Combining the coldness of David Cronenberg (whose controversial 1996 film CRASH was based on the Ballard novel of the same name) with the absurdist black comedy of Terry Gilliam, HIGH-RISE is ultimately done in by a too-lengthy delay between the publication of its source novel and its eventual big-screen adaptation. Had Roeg and Mayersberg made this in 1977, it likely would've been prophetically visionary and as highly regarded as THE MAN WHO FELL TO EARTH  But now, in 2016, it's exhaustingly heavy-handed, hammering its points over the audience's head again and again, and even ending with a Margaret Thatcher soundbite just in case the themes of class struggle and the haves ruling the have-nots wasn't quite hammered home for the preceding two hours trip into the hellhole of dystopia and capitalism run amok. Med school instructor Robert Laine (Tom Hiddleston, in a role that would've been perfect for David Bowie had Roeg had his shot at this way back when) moves into the 25th floor of a Jenga-esque 40-story high-rise tower block. The swingin' 70s are here in all their glory, as Laine quickly hops into bed with sexually liberated single mom Charlotte (Sienna Miller), and the residents of the high-rise form a very insulated community with every convenience--a gym, pool, 15th floor grocery store--readily available. The not-very-subtly-named Royal (Jeremy Irons), the building's architect, lives in the top floor penthouse, and when problems start arising--priorities for supply deliveries going to the wealthy one-percenters on the top floors and the lower class near the bottom being plagued by frequent power outages--he dismisses it as "teething" and "the building settling in." Disgruntled, philandering TV documentarian Wilder (Luke Evans) lives on one of the lower floors with his very pregnant wife Helen (Elisabeth Moss) and several kids, and eventually leads a revolt against the rich and powerful in the high-rise. Soon, all sense of order disintegrates as the high-rise becomes both the entire world of its occupants and a microcosm (SYMBOLISM!) of societal inequality and injustice: garbage piles up, food molds, and it's kill or be killed as life metamorphoses into a visceral orgy of rage, violence, hate-fucking, and all manner of degradation, debauchery, and destruction.
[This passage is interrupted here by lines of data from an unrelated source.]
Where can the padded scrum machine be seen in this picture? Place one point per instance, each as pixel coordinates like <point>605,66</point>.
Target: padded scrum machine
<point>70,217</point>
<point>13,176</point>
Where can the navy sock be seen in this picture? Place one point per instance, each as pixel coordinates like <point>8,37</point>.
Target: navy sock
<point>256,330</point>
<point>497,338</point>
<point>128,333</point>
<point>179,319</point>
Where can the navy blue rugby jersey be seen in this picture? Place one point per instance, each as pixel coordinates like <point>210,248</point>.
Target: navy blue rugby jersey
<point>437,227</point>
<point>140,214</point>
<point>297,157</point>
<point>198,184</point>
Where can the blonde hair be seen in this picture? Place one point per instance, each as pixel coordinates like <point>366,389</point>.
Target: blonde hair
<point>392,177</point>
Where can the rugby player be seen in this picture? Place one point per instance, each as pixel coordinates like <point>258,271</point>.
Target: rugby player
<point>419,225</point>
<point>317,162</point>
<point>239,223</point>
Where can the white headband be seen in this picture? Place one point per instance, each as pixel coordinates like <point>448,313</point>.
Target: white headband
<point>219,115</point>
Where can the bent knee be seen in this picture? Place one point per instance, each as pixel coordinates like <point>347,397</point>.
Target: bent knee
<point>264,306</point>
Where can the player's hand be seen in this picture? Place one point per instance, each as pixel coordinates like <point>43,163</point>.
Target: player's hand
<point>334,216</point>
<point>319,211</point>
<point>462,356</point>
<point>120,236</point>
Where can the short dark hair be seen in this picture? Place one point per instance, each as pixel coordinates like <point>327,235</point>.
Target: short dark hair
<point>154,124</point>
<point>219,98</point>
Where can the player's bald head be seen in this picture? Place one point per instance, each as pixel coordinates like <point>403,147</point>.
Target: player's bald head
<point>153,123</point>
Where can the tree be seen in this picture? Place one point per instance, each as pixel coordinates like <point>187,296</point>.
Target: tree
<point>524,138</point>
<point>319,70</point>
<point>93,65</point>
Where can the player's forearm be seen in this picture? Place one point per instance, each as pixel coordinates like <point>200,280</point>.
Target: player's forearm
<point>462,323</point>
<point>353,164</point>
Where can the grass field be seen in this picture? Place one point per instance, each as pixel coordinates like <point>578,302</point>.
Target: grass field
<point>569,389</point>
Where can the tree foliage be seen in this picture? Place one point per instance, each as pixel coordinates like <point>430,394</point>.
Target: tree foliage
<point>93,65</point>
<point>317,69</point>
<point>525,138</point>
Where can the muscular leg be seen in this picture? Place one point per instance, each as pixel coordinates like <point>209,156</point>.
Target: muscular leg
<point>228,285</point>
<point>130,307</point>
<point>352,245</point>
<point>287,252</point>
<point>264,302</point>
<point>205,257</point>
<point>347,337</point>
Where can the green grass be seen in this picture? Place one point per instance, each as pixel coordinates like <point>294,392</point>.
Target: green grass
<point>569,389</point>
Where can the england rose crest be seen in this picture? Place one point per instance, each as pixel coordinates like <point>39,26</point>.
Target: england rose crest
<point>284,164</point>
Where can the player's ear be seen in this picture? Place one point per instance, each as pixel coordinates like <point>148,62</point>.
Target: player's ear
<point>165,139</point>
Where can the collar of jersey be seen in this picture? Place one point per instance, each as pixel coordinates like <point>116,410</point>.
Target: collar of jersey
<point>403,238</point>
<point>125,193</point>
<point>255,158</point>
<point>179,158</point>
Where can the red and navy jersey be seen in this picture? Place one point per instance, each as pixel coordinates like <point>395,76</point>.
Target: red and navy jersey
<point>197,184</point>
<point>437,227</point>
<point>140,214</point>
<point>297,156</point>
This feels a lot like SNOWPIERCER in a skyscraper, from the class struggle motif to Wilder's making his way to the top of the building, all the way to one character admonishing Laine to "know your place." Sure, in retrospect, it looks like SNOWPIERCER--and other movies--co-opted a lot of Ballard's ideas, and that's not the fault of the filmmakers here, but it doesn't do this belated adaptation any favors. It's also reminiscent of a somewhat less abrasive BLINDNESS, though Wheatley and Jump do keep the unpleasantness to a minimum, mostly implying it except for a few examples of shock value shots and dialogue (Royal to Laine, during a game of squash: "By the way, I hear you're fucking 374...she has a tight cunt as I recall"). Laine is the relative "everyman" audience surrogate, a successful career man who lives in the middle of the building and is comfortable screwing third-floor Charlotte and hobnobbing with penthouse Royal and other near-the-top residents, like sneering, asshole gynecologist Pangbourne (James Purefoy). Royal, the Trump of the high-rise if you want a present-day analogy, speaks of the building as both a living, breathing entity and as a symbol of society. It's all rather facile and obvious, though again, it could've been the angry FIGHT CLUB of its day had it been made 40 years ago. Whatever ham-fisted conclusions there are to draw from the events in HIGH-RISE have already been made decades ago. Wheatley scores some points for the film's retro-future look that ties in perfectly with Laine's observation that it "looks like a future that had already happened," and trippy, early '70s prog tunes by Amon Duul and Can, and a Portishead cover of ABBA's "S.O.S." provide a lot of atmosphere, but HIGH-RISE is repetitive, dated, and eventually oppressive. The filmmakers swing for the fences and get a few hits, but it goes on forever and you'll be ready for it to end long before it finally does.